An exclusive internal quota for a single caste group was always fraught with the danger of judicial invalidation. It is no surprise, therefore, that the Madras High Court has struck down the Tamil Nadu law that earmarked 10.5% of seats in educational institutions and jobs for the Vanniyakula Kshatriya community and its sub-castes. The court’s foremost reason is that the State Assembly lacked the legislative competence to enact the law in February 2021, at a time when the Constitution 102nd Amendment, conferring exclusive power to identify backward classes on the President, was in force. That the Constitution 105th Amendment subsequently restored the States’ powers to identify backward classes was not deemed relevant as, on the date of the enactment, the Assembly had been denuded of such power.
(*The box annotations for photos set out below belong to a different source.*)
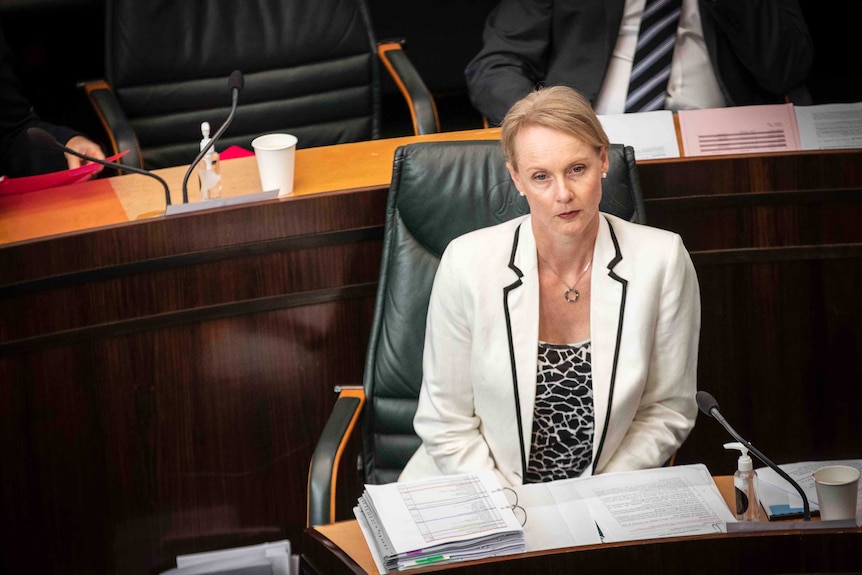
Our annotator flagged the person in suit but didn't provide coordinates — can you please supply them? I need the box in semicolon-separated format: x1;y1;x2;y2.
0;28;105;177
399;86;700;485
465;0;814;125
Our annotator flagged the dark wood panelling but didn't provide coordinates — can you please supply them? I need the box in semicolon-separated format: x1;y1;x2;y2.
0;190;386;574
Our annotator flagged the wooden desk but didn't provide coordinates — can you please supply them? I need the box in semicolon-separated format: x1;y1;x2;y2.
0;129;500;244
0;131;862;575
302;476;862;575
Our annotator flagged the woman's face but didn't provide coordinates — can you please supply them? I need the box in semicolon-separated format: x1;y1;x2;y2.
506;125;608;245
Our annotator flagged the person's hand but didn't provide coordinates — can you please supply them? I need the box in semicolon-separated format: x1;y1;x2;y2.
65;136;105;175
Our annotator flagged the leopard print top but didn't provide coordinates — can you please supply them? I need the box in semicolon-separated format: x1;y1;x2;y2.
525;341;594;483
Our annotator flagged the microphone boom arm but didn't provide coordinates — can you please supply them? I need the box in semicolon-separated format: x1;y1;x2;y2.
183;84;239;204
709;407;811;521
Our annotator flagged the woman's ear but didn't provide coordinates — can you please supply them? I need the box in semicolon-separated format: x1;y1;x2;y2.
506;162;525;196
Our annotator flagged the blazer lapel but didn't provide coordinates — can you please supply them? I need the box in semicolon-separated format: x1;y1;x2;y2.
503;217;539;480
590;216;628;474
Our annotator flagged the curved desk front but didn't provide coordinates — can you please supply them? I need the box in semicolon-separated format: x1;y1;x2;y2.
301;476;862;575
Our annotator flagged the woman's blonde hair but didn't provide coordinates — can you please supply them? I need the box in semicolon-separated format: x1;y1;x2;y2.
500;86;610;170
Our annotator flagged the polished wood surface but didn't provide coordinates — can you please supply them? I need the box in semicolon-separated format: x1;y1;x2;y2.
0;131;862;575
302;476;862;575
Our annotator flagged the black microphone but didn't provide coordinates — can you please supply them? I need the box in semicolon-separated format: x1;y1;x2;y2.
695;391;811;521
27;127;171;206
183;70;245;204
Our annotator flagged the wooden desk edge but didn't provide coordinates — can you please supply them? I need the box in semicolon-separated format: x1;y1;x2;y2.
303;476;858;574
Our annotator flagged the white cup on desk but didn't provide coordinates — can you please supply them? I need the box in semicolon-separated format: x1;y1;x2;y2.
814;465;859;521
251;134;298;197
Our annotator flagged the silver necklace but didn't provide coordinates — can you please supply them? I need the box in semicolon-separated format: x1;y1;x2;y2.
539;255;593;303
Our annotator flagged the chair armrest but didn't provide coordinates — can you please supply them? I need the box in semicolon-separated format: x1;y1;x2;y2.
377;40;440;136
307;387;365;527
82;80;144;168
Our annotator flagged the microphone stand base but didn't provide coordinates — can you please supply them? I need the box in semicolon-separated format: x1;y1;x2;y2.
165;190;278;216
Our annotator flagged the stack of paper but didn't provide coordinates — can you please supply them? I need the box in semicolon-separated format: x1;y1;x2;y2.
354;471;526;573
161;539;299;575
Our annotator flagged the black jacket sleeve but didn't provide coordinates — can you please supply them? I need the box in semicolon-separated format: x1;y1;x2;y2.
0;25;78;178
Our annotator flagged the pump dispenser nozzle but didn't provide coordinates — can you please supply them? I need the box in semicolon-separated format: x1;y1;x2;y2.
724;441;754;471
724;441;760;521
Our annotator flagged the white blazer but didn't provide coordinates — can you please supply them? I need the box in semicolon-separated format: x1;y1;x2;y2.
399;214;700;485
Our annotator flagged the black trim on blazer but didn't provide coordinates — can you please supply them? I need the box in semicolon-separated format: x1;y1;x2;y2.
593;218;629;471
503;226;527;482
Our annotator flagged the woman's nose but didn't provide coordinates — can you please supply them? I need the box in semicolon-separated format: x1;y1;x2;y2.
554;180;575;204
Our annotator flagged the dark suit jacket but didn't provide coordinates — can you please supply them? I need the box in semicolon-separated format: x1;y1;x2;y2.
465;0;814;124
0;25;78;178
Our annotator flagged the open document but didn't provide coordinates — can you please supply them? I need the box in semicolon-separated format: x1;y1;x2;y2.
796;102;862;150
354;471;526;573
516;464;736;551
757;459;862;523
599;110;679;160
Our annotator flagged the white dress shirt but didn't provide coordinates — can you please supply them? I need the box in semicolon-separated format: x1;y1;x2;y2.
595;0;725;114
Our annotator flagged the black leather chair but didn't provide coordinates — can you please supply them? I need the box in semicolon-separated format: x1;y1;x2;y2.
84;0;440;169
308;141;645;526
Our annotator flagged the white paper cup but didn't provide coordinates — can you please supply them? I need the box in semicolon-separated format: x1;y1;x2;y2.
814;465;859;521
251;134;297;197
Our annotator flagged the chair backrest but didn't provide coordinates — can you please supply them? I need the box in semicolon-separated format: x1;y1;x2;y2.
105;0;380;168
362;140;645;483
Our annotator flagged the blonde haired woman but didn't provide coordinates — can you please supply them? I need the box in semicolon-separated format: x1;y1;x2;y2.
401;87;700;485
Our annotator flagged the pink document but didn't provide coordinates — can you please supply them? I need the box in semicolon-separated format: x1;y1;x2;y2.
0;150;129;194
677;104;800;156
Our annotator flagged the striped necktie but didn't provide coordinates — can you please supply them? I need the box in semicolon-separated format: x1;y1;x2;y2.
626;0;682;112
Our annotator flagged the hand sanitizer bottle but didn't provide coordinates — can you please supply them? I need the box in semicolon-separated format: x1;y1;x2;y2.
724;441;760;521
198;122;221;200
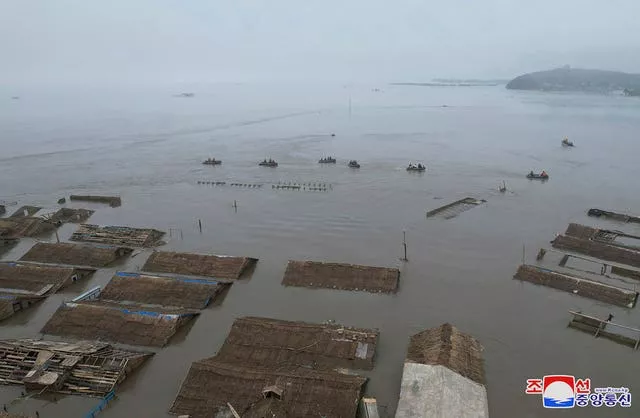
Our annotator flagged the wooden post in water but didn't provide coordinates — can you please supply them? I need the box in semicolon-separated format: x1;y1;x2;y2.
402;231;409;261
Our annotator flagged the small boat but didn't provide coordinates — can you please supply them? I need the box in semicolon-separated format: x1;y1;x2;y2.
202;158;222;165
258;158;278;167
407;164;427;171
527;171;549;180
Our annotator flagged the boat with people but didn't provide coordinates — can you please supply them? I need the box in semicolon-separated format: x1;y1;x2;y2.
527;170;549;180
258;158;278;167
202;158;222;165
407;163;427;171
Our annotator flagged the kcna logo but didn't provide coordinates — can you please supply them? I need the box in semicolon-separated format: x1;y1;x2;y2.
525;375;631;409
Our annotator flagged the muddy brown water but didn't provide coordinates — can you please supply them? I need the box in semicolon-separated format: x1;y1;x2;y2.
0;85;640;418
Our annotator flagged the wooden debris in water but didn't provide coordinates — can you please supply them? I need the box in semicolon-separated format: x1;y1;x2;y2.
282;260;400;293
427;197;486;219
10;205;42;218
0;339;153;396
514;264;638;308
20;242;133;267
71;224;165;247
142;251;258;279
552;235;640;267
69;195;122;208
587;209;640;223
569;311;640;350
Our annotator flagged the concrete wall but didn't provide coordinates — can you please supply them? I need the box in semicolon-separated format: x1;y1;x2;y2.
395;362;489;418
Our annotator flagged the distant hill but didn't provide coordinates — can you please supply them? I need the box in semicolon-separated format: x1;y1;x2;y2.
507;67;640;96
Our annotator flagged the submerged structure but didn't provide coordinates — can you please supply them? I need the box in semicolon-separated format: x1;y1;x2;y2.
20;242;133;267
42;272;225;347
514;264;638;308
71;224;164;247
427;197;487;219
142;251;258;279
170;317;378;418
282;261;400;293
69;195;122;208
0;339;153;396
395;324;489;418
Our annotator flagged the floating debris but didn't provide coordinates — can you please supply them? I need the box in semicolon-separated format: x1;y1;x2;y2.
587;209;640;223
0;339;153;396
569;311;640;350
69;195;122;207
427;197;487;219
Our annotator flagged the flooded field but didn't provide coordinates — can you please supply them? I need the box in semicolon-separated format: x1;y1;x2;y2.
0;85;640;418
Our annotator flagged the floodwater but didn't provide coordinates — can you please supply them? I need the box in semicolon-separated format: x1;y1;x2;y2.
0;84;640;418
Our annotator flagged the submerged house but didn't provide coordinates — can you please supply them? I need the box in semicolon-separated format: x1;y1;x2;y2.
395;324;489;418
The Bench of Justices M. Duraiswamy and K. Murali Shankar, also ruled that identifying one caste as a separate group for creating an exclusive quota, without any quantifiable data on its backwardness relative to others, amounted to giving reservation solely on the basis of caste and, therefore, impermissible under the Constitution. Further, it noted that the remaining 115 castes under the ‘MBC and Denotified Communities’ category were forced to share the remaining 9.5% (in two groups with 2.5% and 7%, respectively) of what used to be a 20% MBC/DNC quota. This amounted to discrimination.